Economic conditions are the main driver of social behaviour


The more I study markets and human behavior, the clearer it becomes: economic forces shape our social choices far more than we care to admit. What we often frame as personal preferences or cultural shifts frequently have economic roots that we're reluctant to acknowledge.

Take the decision to have children. While we discuss this in terms of personal fulfilment or life priorities, isn't the rising cost of raising children—housing, education, healthcare—equally influential? When young adults choose to focus on themselves rather than start families, economic pressures often lurk beneath the surface of what appears to be lifestyle preference.

I've experienced this tension personally. People frequently ask why I'm not working in the field where I earned my degree. While passion and interests matter, the reality is that working at a university and pursuing purely intellectual pursuits felt like a luxury I couldn't afford at the time. Years later, I watch friends who stayed on the academic path complete their PhDs only to leave academia for industry internships.
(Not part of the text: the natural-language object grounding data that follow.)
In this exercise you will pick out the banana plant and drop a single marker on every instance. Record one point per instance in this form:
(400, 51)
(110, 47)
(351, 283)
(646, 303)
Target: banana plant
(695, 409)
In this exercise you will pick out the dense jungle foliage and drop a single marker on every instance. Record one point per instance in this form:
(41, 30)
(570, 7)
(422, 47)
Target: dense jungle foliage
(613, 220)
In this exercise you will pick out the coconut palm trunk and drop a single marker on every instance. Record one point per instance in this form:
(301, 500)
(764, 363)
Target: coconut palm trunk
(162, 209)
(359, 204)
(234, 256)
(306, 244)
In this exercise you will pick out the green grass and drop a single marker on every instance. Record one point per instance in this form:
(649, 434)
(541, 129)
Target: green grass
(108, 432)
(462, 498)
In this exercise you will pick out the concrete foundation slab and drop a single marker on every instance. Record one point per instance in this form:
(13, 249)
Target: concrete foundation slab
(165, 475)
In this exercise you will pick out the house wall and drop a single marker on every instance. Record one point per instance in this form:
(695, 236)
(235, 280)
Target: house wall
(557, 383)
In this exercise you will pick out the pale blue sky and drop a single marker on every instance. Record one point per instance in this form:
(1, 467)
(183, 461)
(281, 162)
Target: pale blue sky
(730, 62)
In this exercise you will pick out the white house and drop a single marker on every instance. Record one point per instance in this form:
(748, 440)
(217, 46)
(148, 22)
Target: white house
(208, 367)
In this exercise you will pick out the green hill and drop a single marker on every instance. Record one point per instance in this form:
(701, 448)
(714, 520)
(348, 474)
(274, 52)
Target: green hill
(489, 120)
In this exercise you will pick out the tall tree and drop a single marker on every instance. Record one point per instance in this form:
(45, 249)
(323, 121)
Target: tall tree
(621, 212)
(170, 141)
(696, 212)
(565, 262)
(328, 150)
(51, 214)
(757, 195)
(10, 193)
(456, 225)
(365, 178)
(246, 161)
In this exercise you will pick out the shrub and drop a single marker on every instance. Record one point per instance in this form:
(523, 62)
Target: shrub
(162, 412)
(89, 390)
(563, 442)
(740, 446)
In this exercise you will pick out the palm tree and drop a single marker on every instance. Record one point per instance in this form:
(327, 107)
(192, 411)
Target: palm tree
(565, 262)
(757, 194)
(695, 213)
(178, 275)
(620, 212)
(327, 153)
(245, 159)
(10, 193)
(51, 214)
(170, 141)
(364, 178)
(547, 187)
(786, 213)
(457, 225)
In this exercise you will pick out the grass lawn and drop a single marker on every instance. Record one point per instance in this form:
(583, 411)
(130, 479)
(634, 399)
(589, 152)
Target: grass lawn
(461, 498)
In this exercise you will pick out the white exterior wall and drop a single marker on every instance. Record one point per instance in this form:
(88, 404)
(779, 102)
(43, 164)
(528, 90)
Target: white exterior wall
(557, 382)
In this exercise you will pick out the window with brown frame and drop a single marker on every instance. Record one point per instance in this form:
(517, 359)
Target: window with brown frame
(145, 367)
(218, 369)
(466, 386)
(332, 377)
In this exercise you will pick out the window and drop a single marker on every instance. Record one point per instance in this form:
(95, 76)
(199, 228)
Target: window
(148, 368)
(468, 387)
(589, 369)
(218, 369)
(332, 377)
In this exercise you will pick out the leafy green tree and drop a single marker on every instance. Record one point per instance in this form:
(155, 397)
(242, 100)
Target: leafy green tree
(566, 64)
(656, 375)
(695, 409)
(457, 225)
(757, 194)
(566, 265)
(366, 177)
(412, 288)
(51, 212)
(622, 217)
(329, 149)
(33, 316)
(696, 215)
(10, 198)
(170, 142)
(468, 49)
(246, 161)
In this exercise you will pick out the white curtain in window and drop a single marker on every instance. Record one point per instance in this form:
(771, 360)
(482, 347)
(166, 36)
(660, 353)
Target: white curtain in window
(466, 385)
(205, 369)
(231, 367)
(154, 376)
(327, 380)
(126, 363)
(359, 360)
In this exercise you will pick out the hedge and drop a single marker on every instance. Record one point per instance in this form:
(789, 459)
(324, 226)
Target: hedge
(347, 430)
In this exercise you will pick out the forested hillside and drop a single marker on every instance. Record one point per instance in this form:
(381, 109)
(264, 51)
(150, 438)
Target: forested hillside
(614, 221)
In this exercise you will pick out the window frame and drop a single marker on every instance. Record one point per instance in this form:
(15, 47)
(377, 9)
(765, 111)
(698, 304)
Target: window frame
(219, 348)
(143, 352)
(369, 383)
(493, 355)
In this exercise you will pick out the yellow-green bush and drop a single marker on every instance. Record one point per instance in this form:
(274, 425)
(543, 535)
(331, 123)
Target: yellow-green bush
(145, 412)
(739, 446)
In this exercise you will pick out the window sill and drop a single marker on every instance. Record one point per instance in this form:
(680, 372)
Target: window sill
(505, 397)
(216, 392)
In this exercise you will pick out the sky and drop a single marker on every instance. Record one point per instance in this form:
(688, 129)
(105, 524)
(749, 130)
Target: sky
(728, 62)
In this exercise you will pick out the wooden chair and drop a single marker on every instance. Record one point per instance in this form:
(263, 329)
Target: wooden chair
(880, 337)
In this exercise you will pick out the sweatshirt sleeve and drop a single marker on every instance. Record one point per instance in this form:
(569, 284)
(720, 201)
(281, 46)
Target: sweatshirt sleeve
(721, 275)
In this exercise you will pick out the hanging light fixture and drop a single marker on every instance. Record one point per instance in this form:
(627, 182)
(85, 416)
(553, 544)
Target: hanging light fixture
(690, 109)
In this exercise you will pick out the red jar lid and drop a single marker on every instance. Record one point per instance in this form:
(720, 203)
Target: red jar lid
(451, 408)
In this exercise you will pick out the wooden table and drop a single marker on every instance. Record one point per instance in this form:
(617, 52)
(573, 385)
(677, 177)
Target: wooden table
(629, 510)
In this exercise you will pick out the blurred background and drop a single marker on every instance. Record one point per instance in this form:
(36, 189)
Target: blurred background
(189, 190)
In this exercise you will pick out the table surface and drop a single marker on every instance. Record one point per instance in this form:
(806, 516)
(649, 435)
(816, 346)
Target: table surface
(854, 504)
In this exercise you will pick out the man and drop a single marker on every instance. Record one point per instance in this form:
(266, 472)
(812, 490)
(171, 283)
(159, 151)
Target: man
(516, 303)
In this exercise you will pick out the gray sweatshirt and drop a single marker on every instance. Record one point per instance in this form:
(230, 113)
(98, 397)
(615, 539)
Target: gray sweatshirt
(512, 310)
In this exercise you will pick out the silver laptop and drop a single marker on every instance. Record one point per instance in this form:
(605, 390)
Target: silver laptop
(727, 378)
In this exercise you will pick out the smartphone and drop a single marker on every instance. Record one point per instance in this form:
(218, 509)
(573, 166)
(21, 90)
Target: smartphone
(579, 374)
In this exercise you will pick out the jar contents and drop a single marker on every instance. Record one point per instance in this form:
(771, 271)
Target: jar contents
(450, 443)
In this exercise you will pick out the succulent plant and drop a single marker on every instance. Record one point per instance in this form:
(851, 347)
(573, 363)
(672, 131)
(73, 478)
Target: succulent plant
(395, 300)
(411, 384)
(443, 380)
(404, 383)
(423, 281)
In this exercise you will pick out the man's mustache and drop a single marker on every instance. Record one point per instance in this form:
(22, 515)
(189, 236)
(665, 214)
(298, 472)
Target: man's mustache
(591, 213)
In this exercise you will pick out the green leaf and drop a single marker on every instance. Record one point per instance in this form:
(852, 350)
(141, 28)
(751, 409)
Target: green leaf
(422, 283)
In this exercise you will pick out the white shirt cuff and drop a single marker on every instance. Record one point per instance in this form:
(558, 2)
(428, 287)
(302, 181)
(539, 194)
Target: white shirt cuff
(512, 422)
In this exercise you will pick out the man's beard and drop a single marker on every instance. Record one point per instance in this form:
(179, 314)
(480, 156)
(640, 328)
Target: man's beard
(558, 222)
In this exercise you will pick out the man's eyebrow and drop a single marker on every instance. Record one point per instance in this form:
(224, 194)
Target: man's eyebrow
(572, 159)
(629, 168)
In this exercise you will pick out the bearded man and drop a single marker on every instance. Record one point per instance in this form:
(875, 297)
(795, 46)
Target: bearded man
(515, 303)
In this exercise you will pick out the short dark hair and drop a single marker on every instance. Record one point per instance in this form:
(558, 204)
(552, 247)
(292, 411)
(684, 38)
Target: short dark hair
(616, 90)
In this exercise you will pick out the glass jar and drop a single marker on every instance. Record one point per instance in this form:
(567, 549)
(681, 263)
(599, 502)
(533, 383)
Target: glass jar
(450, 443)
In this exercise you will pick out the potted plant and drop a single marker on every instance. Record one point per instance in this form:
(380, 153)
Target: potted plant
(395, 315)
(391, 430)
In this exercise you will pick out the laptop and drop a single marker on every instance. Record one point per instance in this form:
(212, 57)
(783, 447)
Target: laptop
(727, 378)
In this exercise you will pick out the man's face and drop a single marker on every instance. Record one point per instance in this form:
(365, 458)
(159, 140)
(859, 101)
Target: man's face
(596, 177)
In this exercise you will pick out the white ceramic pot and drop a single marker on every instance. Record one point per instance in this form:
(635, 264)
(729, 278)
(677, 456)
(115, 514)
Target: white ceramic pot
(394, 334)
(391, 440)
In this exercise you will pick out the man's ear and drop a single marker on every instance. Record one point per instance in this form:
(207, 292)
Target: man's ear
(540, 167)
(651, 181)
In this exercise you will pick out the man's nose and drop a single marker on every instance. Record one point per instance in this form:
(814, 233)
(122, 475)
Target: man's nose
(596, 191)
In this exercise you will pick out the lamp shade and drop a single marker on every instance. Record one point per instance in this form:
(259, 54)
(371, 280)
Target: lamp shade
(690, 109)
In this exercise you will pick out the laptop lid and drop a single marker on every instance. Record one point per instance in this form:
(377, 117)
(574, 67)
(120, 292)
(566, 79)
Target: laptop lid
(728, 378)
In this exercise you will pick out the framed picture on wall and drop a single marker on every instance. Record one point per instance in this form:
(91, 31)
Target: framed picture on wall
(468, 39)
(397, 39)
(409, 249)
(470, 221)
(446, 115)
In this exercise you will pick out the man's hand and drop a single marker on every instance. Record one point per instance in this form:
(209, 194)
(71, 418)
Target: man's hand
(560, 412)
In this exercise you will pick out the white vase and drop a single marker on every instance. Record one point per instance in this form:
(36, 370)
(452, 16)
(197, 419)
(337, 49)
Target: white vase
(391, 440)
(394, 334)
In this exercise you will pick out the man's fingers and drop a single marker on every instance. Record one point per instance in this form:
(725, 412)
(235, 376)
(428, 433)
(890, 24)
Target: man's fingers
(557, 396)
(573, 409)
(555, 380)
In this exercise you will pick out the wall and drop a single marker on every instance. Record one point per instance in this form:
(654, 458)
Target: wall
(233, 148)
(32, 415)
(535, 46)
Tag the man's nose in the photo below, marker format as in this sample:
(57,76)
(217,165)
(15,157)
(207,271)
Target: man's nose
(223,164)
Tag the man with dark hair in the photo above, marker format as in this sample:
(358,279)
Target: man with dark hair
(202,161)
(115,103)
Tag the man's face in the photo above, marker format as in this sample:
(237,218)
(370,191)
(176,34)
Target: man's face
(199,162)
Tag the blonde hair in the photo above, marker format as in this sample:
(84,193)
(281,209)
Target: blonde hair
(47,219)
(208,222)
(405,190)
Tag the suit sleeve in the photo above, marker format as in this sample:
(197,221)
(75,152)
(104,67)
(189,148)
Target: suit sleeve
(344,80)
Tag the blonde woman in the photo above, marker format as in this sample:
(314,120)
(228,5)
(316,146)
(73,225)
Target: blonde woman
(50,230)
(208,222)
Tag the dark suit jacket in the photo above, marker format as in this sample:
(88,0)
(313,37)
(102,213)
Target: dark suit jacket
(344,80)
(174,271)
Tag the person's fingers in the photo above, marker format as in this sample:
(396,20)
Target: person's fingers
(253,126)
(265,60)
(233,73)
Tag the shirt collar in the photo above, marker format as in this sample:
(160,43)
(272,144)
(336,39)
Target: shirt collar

The pattern is telling.

This shouldn't surprise us. Maslow's hierarchy of needs suggests that it's difficult to focus on intellectual fulfilment when basic security remains unmet. While financial security wasn't part of Maslow's original framework, in our current system, money has become the gateway to fulfilling nearly every other need.

For a long time, I struggled to give myself permission to prioritize financial stability. So I'll say it plainly: money matters. In the best-case scenario, it comes as a safety net from family wealth that allows you to explore higher ambitions freely. When that safety net doesn't exist, you have to build your own, sometimes putting those higher pursuits aside to address more fundamental needs. This is not only acceptable—it's rational.

Ideally, money would serve merely as a unit of exchange, freeing us to focus on genuinely productive activities. But that's not our reality. Our complex financial system profoundly impacts individual life choices, probably more than most of us want to acknowledge. This system is woven into the fabric of civilization, and understanding it helps us understand human behavior more clearly.

I wasn't happy when I first realized this. Something inside me was screaming that this isn't how things are supposed to be—that we should focus on fulfilling our highest purpose, not calculating every decision through an economic lens. For a moment, I felt like a passive victim of my circumstances. But over time, I found this realization increasingly empowering. Money matters, and you can integrate this understanding without sacrificing your other ambitions. What you can't do is deny reality in the name of your dreams.